La défense du Proche-Orient par les Anglo-Saxons
Qu’est-ce que le Proche-Orient ? Entité géographique déjà passablement vague, sa délimitation se complique du manque coutumier de précision britannique dans l’emploi des termes Near East, Middle East. Avant la guerre, le premier désigne les Balkans, le second l’Asie entre Turquie et Chine. Aujourd’hui, ils indiquent indistinctement une étendue de terres grande comme les États-Unis, allant de la Thrace à Aden, de la Cyrénaïque à la Perse. Et une hérésie linguistique des Américains porte au comble la confusion. Ils n’emploient pas l’expression Middle East, bien qu’elle figure en tête de deux de leurs publications, Middle East Affairs et Middle East Journal. Leur Near East commence au Bosphore pour s’arrêter aux confins de la Perse. Ils n’y englobent pas cette partie du sol africain sur laquelle s’entrechoquaient les tanks de la huitième armée britannique et de l’Afrika-Korps de Rommel.
Ministre du Liban à Washington et son délégué à l’O. N. U., M. Charles Malik, dans Foreign Affairs (janvier) nie que, berceau de notre civilisation, le Proche-Orient soit un concept politique, géopolitique, géographique ou stratégique.
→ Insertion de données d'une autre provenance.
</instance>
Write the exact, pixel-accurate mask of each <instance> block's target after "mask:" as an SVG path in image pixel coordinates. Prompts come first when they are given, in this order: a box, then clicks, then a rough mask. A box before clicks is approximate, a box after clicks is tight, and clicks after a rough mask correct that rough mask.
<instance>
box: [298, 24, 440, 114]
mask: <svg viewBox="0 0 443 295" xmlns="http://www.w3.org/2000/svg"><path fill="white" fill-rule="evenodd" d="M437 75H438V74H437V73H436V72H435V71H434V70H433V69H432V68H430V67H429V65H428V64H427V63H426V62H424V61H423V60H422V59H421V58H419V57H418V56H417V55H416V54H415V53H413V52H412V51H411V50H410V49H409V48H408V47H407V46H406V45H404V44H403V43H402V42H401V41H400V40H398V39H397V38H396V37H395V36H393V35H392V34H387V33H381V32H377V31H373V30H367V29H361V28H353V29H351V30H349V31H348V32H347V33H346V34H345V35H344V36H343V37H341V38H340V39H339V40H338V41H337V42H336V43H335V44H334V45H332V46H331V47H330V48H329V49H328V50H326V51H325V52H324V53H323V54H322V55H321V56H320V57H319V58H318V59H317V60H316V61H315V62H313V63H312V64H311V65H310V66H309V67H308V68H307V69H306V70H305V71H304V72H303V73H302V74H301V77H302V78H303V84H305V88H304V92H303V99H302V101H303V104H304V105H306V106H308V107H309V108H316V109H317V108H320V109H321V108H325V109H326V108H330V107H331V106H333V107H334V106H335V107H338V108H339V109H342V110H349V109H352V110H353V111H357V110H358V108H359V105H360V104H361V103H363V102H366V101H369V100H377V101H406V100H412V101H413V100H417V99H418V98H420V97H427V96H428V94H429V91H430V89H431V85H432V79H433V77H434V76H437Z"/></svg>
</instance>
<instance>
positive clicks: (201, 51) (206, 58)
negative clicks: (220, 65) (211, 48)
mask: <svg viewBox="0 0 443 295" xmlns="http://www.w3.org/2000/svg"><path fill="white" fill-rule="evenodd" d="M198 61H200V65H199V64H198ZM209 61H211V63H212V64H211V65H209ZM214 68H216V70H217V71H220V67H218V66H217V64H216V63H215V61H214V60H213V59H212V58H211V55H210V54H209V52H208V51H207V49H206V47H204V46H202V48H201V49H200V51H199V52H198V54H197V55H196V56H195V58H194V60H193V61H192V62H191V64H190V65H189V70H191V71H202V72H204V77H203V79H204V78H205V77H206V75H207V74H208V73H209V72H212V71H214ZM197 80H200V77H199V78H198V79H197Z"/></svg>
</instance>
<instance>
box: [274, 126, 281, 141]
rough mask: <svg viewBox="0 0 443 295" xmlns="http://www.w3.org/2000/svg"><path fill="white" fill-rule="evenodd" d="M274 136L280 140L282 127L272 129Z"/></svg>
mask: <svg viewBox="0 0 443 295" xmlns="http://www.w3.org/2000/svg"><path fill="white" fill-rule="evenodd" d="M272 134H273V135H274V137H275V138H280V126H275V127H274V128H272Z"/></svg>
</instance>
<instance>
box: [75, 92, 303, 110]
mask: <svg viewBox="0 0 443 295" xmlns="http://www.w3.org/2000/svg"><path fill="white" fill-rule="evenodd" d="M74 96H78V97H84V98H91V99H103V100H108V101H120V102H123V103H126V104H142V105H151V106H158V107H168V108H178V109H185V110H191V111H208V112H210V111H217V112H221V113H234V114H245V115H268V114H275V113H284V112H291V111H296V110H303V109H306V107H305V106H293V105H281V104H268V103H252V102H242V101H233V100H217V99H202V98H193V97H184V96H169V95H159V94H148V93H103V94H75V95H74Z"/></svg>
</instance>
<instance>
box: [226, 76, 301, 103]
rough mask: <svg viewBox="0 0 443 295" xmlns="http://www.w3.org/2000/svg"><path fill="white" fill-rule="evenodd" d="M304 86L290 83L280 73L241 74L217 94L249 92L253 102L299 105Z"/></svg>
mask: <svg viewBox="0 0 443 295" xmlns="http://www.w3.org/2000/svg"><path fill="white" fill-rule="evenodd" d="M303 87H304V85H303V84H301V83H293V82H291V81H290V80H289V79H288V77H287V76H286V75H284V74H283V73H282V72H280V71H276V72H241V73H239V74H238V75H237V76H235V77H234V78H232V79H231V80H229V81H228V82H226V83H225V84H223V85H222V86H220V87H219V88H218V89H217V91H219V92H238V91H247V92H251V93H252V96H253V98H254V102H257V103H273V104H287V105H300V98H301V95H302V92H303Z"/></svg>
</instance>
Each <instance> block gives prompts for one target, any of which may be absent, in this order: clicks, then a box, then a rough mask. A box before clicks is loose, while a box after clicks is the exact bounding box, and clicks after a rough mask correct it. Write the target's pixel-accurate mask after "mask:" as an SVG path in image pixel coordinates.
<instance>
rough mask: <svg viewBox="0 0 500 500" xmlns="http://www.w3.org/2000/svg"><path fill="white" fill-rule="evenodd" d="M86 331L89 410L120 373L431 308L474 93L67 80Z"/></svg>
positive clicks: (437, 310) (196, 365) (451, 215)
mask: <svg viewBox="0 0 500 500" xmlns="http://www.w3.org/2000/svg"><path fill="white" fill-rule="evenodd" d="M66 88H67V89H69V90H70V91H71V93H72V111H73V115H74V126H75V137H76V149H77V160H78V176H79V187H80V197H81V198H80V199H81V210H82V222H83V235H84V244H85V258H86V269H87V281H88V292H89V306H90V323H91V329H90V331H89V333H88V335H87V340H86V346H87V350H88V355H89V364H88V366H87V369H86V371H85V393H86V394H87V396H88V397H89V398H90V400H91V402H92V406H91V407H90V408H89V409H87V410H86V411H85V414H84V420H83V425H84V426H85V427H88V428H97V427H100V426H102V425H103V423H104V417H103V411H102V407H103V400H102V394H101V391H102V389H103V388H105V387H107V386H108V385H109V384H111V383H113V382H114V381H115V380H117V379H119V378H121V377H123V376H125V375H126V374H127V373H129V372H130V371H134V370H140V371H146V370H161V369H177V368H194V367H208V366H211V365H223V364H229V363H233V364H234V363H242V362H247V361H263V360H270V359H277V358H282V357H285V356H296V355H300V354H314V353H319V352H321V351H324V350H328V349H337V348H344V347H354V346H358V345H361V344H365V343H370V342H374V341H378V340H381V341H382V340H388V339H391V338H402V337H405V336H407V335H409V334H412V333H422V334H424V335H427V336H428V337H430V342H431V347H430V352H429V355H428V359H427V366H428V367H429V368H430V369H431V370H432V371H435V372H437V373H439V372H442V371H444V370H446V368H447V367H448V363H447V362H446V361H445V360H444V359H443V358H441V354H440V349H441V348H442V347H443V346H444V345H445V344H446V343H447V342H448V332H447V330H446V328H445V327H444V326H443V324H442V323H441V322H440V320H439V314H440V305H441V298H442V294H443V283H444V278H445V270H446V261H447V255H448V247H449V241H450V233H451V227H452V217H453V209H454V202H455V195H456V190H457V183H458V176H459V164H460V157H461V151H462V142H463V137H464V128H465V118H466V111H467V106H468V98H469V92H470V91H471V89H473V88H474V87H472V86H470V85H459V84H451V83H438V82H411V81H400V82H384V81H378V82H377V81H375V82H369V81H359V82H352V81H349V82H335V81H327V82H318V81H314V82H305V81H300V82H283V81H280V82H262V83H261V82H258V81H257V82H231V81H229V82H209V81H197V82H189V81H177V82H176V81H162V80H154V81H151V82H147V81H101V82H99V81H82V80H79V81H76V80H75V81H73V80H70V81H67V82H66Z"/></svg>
Il serait essentiellement « culturo-génétique ». Que l’on trace, sur une carte, avec, comme centre, Beyrouth, Damas ou Jérusalem, un cercle d’un rayon d’environ neuf cents milles, celui-ci circonscrira assez bien tout le Proche-Orient, Athènes, Istamboul, Antioche, Bagdad, Jérusalem, Damas, Beyrouth, Le Caire, Alexandrie et La Mecque inclus. Les seuls États non arabes y seraient la Grèce, la Turquie et Israël.